Intitulado "Narrar as Enchentes, Pensar Porto Alegre", o encontro do dia 20 será no Café Mentaleiro, localizado no segundo da Cinemateca Capitólio (Rua Demétrio Ribeiro, 1085, na esquina com a Borges de Medeiros). Os três convidados vão conversar com o público sobre as experiências que tiveram com a inundação na Capital e "a sua transmutação dessa condição extrema para o formato literário".

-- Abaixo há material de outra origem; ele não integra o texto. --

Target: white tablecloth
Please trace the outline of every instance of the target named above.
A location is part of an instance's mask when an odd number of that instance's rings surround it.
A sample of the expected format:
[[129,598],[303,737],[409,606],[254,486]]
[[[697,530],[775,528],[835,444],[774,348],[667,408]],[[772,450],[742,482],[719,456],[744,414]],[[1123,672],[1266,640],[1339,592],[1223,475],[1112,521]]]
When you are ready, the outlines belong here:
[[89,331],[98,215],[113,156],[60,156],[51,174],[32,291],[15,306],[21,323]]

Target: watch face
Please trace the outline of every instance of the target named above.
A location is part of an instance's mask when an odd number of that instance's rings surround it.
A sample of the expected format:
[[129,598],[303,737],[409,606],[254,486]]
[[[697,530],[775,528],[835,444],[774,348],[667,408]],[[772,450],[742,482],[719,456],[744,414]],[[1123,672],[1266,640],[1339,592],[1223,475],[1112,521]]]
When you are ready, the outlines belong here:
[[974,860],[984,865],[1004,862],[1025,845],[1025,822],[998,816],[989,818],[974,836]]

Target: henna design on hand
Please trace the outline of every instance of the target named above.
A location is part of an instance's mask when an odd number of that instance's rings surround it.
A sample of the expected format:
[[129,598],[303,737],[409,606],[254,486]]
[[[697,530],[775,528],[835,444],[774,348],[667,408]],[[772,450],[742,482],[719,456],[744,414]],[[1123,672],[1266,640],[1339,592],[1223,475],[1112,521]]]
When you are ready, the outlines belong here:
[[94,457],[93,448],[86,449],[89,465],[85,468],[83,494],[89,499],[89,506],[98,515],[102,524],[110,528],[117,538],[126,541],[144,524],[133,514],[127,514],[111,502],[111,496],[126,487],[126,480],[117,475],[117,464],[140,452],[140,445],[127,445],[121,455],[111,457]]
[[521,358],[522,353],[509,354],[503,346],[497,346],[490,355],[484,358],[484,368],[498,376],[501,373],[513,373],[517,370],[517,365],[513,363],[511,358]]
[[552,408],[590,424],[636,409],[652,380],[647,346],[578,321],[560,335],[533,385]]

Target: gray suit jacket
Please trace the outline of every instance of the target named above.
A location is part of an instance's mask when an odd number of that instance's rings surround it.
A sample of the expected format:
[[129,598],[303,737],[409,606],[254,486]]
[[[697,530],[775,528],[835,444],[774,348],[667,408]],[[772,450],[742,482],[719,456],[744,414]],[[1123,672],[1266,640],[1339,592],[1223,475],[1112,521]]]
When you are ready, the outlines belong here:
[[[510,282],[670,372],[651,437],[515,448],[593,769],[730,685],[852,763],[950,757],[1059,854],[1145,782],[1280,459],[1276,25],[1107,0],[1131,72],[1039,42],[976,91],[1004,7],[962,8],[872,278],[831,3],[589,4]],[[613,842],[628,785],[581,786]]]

Julia Dantas é escritora, editora, tradutora e autora dos livros Ruína y Leveza (2015) e Ela se Chama Rodolfo (2022), entre outros. Escreveu o fabuloso texto "A casa alagada", que narra como enfrentou a situação de ter seu apartamento submerso, no bairro Menino Deus. A publicação começa assim:
"'Obrigada por colocar em palavras o que eu não conseguia', me responde a Ana numa conversa sobre uma das incontáveis facetas péssimas dessa catástrofe em andamento. Dias depois ela me pergunta se eu estou pensando em escrever. Naquele momento, eu só pensava no meu apartamento com água pela cintura, sentia meu cérebro frito ou derretido e não conseguia nem ler. Mas ela tem razão, colocar coisas em palavras é um dos meus poucos talentos, e tem sido meu método mais confiável de sobrevivência e de conexão com os outros. Por isso este texto existe, para que meu cérebro volte a se comportar como um cérebro e para criar a possibilidade de que outras pessoas tenham aqui uma organização de palavras que elas precisavam mas não encontravam".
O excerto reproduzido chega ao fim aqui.